March 15, 2008
Stephen Colvin, 64, Inventive Heart Surgeon, Is Dead
By DENNIS HEVESI
Dr. Stephen B. Colvin, a heart surgeon who promoted the now widespread use of a pioneering procedure for repairing a leaky heart valve and who also performed heart surgery on children all over the world, died last Saturday in Manhattan. He was 64.
The cause was system failure after a recent diagnosis of multiple myeloma, his brother, Jody, said. Dr. Colvin died at the New York University Medical Center, where he had been chairman of the department of cardiothoracic surgery until last year.
The procedure promoted by Dr. Colvin, reconstruction rather than replacement of the mitral valve, was first performed in France in the 1980s by Dr. Alain F. Carpentier. Dr. Colvin went to France to learn the technique. With its significant increase in patient survival, the technique has become standard.
Dr. Colvin, who performed nearly 10,000 operations during his 30-year career at the N.Y.U. Medical Center, was also one of the first to use sternal-sparing cardiac surgery, a less invasive technique of repairing a valve by entry between the ribs rather than through the breastbone. Dr. Colvin and his colleague Dr. Aubrey Galloway, who is now chairman of N.Y.U.?s cardiothoracic surgery department, invented the Colvin-Galloway Future Band, one of several types of prosthetic ring used to reshape a damaged mitral valve.
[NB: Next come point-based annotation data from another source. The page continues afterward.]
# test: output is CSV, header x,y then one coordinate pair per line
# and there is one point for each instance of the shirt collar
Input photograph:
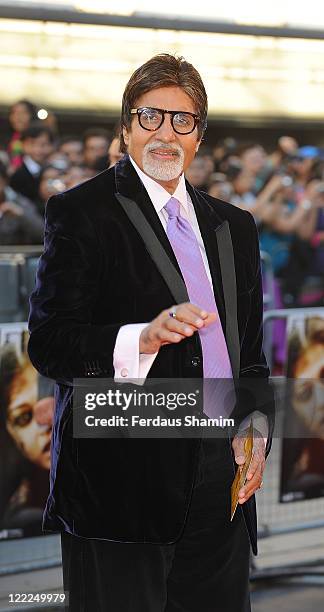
x,y
157,194
33,167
Stephen Benjamin Colvin was born on May 21, 1943, and grew up in Forest Hills, Queens. He graduated from N.Y.U. in 1964 and earned his medical degree at the Albert Einstein College of Medicine of Yeshiva University.
Dr. Colvin?s first wife, the former Elinor Greneman, died in 2001. In addition to his brother, of Manhattan, he is survived by his wife, the former Helane Brachfeld; a son, Sean, and a daughter, Mikaela; two daughters from his first marriage, Laurel Tanier of Philadelphia and Dr. Heather Kaufman of Manhattan; and three grandchildren.
For many years, working through nonprofit organizations, Dr. Colvin performed heart surgery on children around the world. He was a co-founder, in 2001, of Project Kids Worldwide, which so far has provided heart surgery for more than 50 children from China, Africa, India, South America and the Middle East.